Sin embargo, el objeto no incluía la prestación del servicio de energía eléctrico ni el recaudo del impuesto de alumbrado público municipal, actividades a cargo de la sociedad Electrocosta S.A. E.S.P. (Electrocosta). 6. 3) El municipio se obligó a pagar la remuneración de acuerdo con la estructura financiera del contrato, la cual incluía, según la cláusula 3, los términos de referencia de la oferta pública 2 de 2001, la oferta aceptada, los acuerdos del Concejo Municipal Nos. 11, 32 y 34 de 2001, y las modificaciones y adiciones que se realizaran a la concesión. 7. 4) La cláusula 2 del contrato disponía que su cuantía sería indeterminada y que su valor final sería “el resultante del registrado en los cuadros del Balance General del Proyecto y Saldos en Caja (….) teniendo en cuenta los parámetros dispuestos en el capítulo 3 del literal b) y capítulo 1 literal f) de los términos de referencia”[4]. 8. 5) En relación con la financiación, los términos de referencia establecían que cuando el recaudo de la tasa de alumbrado público no fuera suficiente para cubrir la remuneración del concesionario, el municipio reestablecería el equilibrio financiero del contrato “bien sea mediante ampliación del plazo de la concesión o haciendo el incremento tarifario que se requier[a] o en último caso con sus recursos propios”[5].

De acuerdo con el demandante, la única forma de garantizar el desarrollo normal del contrato, dado los “mínimos márgenes de utilidad calculados por el contratista durante los primeros años de ejecución”[6] era a través de la transferencia de recursos propios. 9. 6) Por su parte, la cláusula 10 del contrato disponía que la entidad pagaría al concesionario con los recursos que se recaudaran por concepto de tasa de alumbrado público, previa deducción de los gastos de suministro de energía, gastos de fiducia y los demás previstos en los términos de referencia. 10. 7) Electroingeniería solicitó al municipio, a través de varias comunicaciones, que restableciera el equilibrio económico del contrato por la diferencia entre los ingresos proyectados y los efectivamente recibidos que, para agosto de 2003, ascendía a $296’899.086. 11. 8) La anterior situación de desequilibrio fue constatada por la Contraloría General de la República en su informe de “control excepcional al alumbrado público del municipio de Planeta Rica – vigencia 2001 a 2003” al señalar que, a diciembre de 2003, la diferencia entre lo proyectado y lo recibido por el concesionario era de $296’427.318. 12. 9) A pesar de las comunicaciones del contratista y del informe de la Contraloría, el municipio no corrigió la situación de desequilibrio económico que se ha presentado desde noviembre de 2001 hasta diciembre de 2004, que sumado capital e intereses es de $689’749.744. 13. 10) En vista de que el equilibrio económico del contrato partía del recaudo de la tasa de alumbrado público por parte de Electrocosta, sociedad que se negó a efectuar el cobro a algunos usuarios, las partes celebraron el contrato adicional 1, el 29 de septiembre de 2003, a través del cual Electroingeniería quedaba facultada para efectuar los cobros de la tasa que Electrocosta se había negado a realizar.

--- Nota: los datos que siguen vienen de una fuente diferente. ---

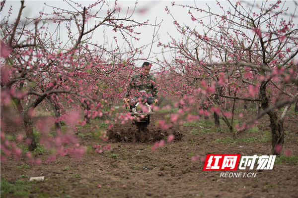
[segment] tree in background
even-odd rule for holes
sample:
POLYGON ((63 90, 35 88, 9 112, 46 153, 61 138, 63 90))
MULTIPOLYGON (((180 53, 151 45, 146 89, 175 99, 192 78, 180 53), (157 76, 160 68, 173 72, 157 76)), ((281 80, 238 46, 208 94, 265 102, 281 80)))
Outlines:
MULTIPOLYGON (((279 154, 284 143, 283 122, 298 96, 297 14, 288 13, 281 1, 262 1, 260 5, 250 5, 250 8, 245 7, 245 2, 227 3, 226 9, 217 2, 222 10, 219 13, 214 7, 204 10, 173 3, 188 8, 191 19, 202 25, 204 33, 180 25, 172 15, 182 38, 171 38, 168 44, 159 44, 176 54, 172 63, 163 63, 164 71, 175 71, 169 77, 185 83, 175 84, 176 90, 191 93, 200 84, 203 90, 207 90, 203 94, 214 105, 213 111, 221 113, 234 137, 267 114, 270 120, 272 152, 279 154), (196 13, 206 14, 210 22, 197 19, 196 13), (259 104, 263 111, 236 127, 233 124, 235 105, 244 101, 259 104), (226 112, 224 105, 228 102, 230 108, 226 112), (282 107, 284 108, 279 115, 276 110, 282 107)), ((167 7, 166 11, 170 13, 167 7)))
MULTIPOLYGON (((13 114, 10 108, 15 106, 25 127, 29 151, 37 148, 32 116, 37 106, 50 107, 48 110, 55 112, 57 132, 62 136, 59 138, 60 143, 77 143, 59 131, 60 121, 68 121, 70 125, 86 122, 87 119, 77 121, 81 107, 76 100, 86 105, 87 117, 111 114, 105 106, 122 94, 120 88, 124 89, 124 82, 128 80, 125 75, 132 72, 141 53, 130 43, 139 39, 135 28, 149 25, 135 21, 132 14, 121 18, 116 3, 100 1, 83 7, 72 1, 66 3, 71 10, 50 6, 50 13, 40 11, 36 18, 21 20, 25 4, 22 0, 15 22, 10 23, 14 11, 11 7, 1 21, 1 137, 5 123, 15 123, 15 116, 8 116, 13 114), (116 37, 115 48, 104 37, 102 45, 94 43, 92 37, 103 27, 119 33, 128 49, 121 49, 116 37), (63 40, 61 36, 66 34, 68 39, 63 40), (66 110, 69 109, 73 110, 66 110)), ((1 11, 4 3, 1 2, 1 11)), ((74 150, 81 152, 75 147, 74 150)))

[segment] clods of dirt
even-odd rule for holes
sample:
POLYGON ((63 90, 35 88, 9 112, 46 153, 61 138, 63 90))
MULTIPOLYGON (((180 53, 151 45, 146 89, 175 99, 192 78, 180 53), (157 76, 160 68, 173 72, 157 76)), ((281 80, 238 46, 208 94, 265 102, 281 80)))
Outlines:
POLYGON ((155 142, 166 139, 167 137, 173 134, 175 140, 181 141, 183 135, 178 130, 170 129, 167 131, 158 129, 153 126, 145 127, 140 131, 132 124, 116 124, 111 130, 108 131, 108 136, 112 142, 155 142))

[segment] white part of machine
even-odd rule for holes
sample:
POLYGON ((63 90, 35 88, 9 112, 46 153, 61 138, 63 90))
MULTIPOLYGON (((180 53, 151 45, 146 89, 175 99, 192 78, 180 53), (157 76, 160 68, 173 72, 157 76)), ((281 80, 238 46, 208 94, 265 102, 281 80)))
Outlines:
POLYGON ((153 109, 152 107, 150 106, 147 102, 141 103, 139 102, 138 102, 132 109, 132 112, 134 114, 135 118, 137 119, 137 118, 139 118, 140 120, 147 120, 148 115, 146 114, 146 113, 152 113, 153 112, 153 109), (140 105, 143 105, 143 107, 139 106, 140 105), (144 109, 146 108, 146 109, 144 109), (140 113, 140 110, 141 110, 142 113, 145 113, 142 114, 138 114, 138 113, 140 113), (145 111, 143 110, 145 110, 145 111), (142 118, 142 117, 143 117, 142 118))

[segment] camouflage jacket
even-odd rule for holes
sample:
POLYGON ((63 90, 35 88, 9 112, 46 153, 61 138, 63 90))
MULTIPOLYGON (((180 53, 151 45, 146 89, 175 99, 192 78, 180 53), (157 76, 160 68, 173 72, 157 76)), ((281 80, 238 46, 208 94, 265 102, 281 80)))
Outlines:
POLYGON ((158 91, 155 86, 155 80, 152 75, 148 74, 146 76, 143 75, 137 74, 132 78, 127 92, 125 97, 139 97, 140 92, 145 90, 146 94, 152 95, 154 98, 157 97, 158 91))

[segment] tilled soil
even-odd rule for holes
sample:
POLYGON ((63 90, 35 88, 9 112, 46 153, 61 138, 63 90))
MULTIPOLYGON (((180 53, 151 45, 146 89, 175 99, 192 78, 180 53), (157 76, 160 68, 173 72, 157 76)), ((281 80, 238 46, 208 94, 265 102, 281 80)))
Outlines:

No obstante, la facultad de cobro coactivo se mantuvo en cabeza del municipio. 14. Como fundamentos de derecho de sus pretensiones indicó, entre otros, el artículo 1602 del Código Civil y la Resolución CREG 43 de 1995. 15. El municipio de Planeta Rica contestó la demanda[7] y se opuso a las pretensiones. 16. Indicó que no era cierto que el concesionario hubiera cumplido la totalidad de sus obligaciones de acuerdo con las observaciones hechas por la interventoría y el municipio.

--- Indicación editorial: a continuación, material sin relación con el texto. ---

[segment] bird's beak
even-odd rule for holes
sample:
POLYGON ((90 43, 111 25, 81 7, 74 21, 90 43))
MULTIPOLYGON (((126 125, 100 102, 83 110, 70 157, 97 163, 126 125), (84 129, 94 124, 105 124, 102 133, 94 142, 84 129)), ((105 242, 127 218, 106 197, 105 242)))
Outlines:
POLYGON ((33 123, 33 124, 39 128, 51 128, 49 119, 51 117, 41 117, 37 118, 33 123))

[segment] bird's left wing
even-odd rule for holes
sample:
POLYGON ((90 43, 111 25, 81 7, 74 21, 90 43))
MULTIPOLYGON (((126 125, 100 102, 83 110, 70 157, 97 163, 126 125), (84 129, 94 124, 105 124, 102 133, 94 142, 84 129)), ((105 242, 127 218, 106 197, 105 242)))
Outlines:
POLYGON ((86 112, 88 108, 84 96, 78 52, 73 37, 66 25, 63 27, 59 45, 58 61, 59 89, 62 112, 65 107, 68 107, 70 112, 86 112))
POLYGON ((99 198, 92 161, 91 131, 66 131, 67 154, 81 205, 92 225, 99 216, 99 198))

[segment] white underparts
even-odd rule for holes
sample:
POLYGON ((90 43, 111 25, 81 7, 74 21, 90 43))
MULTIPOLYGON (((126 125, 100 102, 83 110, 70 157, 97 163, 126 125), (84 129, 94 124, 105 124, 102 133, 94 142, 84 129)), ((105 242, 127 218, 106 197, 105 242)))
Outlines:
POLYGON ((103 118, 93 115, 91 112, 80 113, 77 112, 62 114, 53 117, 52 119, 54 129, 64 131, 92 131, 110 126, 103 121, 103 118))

Lo anterior, habida consideración de que en las conclusiones del informe de interventoría de octubre de 2006 se afirmaba que el mantenimiento respecto del número de luminarias instaladas era muy bajo, incluso ante las reiteradas solicitudes formuladas por el interventor. 17. En el mismo informe se destacaba que, en varias ocasiones, se le había solicitado al concesionario tener la información del alumbrado público en Planeta Rica por ser el lugar de la concesión, y no en Tuluá —domicilio del contratista—, pues dicha situación dificultaba el acceso a la documentación del contrato. 18.

En relación con el recaudo de la tasa señaló que era parte de las obligaciones del concesionario, de acuerdo con lo pactado en el contrato adicional No. 1, en el que se establecía que este desarrollaría “las actividades de facturación y cobro del servicio de alumbrado público a los sujetos pasivos del impuesto que no se facturen dentro de la facturación conjunta del servicio de energía”[8].

Así, podía afirmarse que, aunque fuera parcialmente, el recaudo del impuesto de alumbrado público sí le correspondía a Electroingeniería. 19. Sobre la obligación de retribuir al concesionario conforme con la estructura financiera prevista en el contrato indicó que el informe de interventoría de enero de 2004 reseñaba el incumplimiento de dos ítems relacionados con el número de luminarias instaladas, situación que se mantendría en el informe de interventoría de octubre de 2006. 20.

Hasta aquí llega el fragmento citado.